Parmi les autres initiatives ministérielles contre le surpoids chez les jeunes Mauriciens, des causeries ont eu lieu dans les écoles, collèges et centres de jeunesse en vue de sensibiliser les scolaires à une bonne habitude alimentaire. L’allaitement maternel est encouragé dans les hôpitaux pour prévenir l’obésité chez les bébés. Des school health programs ont été mis en place pour identifier les enfants en surpoids et éventuellement les référer à des dispensaires. Des dépliants ont été distribués à des fins de sensibilisation. Des sessions de health cooking instructions incitant à améliorer les recettes traditionnelles notamment en diminuant la quantité d’huile et de sel ont lieu dans les hôpitaux.
Du côté des infrastructures de santé, de nombreux projets ont été en chantier et certains réalisés. Le nouveau bloc du Cardiac Centre de l’hôpital Victoria, qui a coûté Rs 150 millions, est finalement entrée en opération en octobre dernier après douze ans de construction.
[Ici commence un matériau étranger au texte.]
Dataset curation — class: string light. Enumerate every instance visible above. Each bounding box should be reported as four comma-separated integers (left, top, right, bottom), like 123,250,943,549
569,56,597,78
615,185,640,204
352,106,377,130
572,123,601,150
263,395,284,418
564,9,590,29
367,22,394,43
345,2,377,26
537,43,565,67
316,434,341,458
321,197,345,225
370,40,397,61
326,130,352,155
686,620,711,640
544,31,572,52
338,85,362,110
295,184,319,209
Après le début des travaux en 1999, une unité de l’Intensive Care Unit, qui a coûté Rs 11 M, a été inaugurée il y a deux mois. À octobre, 20 841 patients s’étaient fait soigner à la Cardiac Unit de Candos durant l’année, alors que les unités de cardiologie des cinq hôpitaux régionaux ont accueilli 72 513 patients pour la même période. S’agissant de l’hôpital Jeetoo, la dernière phase a été complétée en juillet 2012 au terme de 33 mois de travaux. La troisième phase de l’hôpital comprend sept salles d’opération et une unité de dialyse de 24 lits alors qu’un Cardiac Outpatient Department a été mis en place. Un psychiatric ward a été ajouté. Il reste aujourd’hui à rénover les anciens bâtiments coloniaux en briques et le projet devrait totaliser la somme de Rs 2 milliards.
À l’hôpital de Flacq, une nouvelle aile au coût de Rs 129 M a été inaugurée en juillet. Elle comprend une neatology unit, un cardiology ward, un male medical ward et un male Orthopaedic ward. Du côté de la Sir Seewoosagur National Hospital (SSRN), la nouvelle unité des urgences est opérationnelle depuis octobre dernier. Le bloc de deux étages aura coûté Rs 76,4 M. Rénovée au coût de Rs 10 M, l’unité des soins intensifs peut accueillir dix patients au lieu de huit.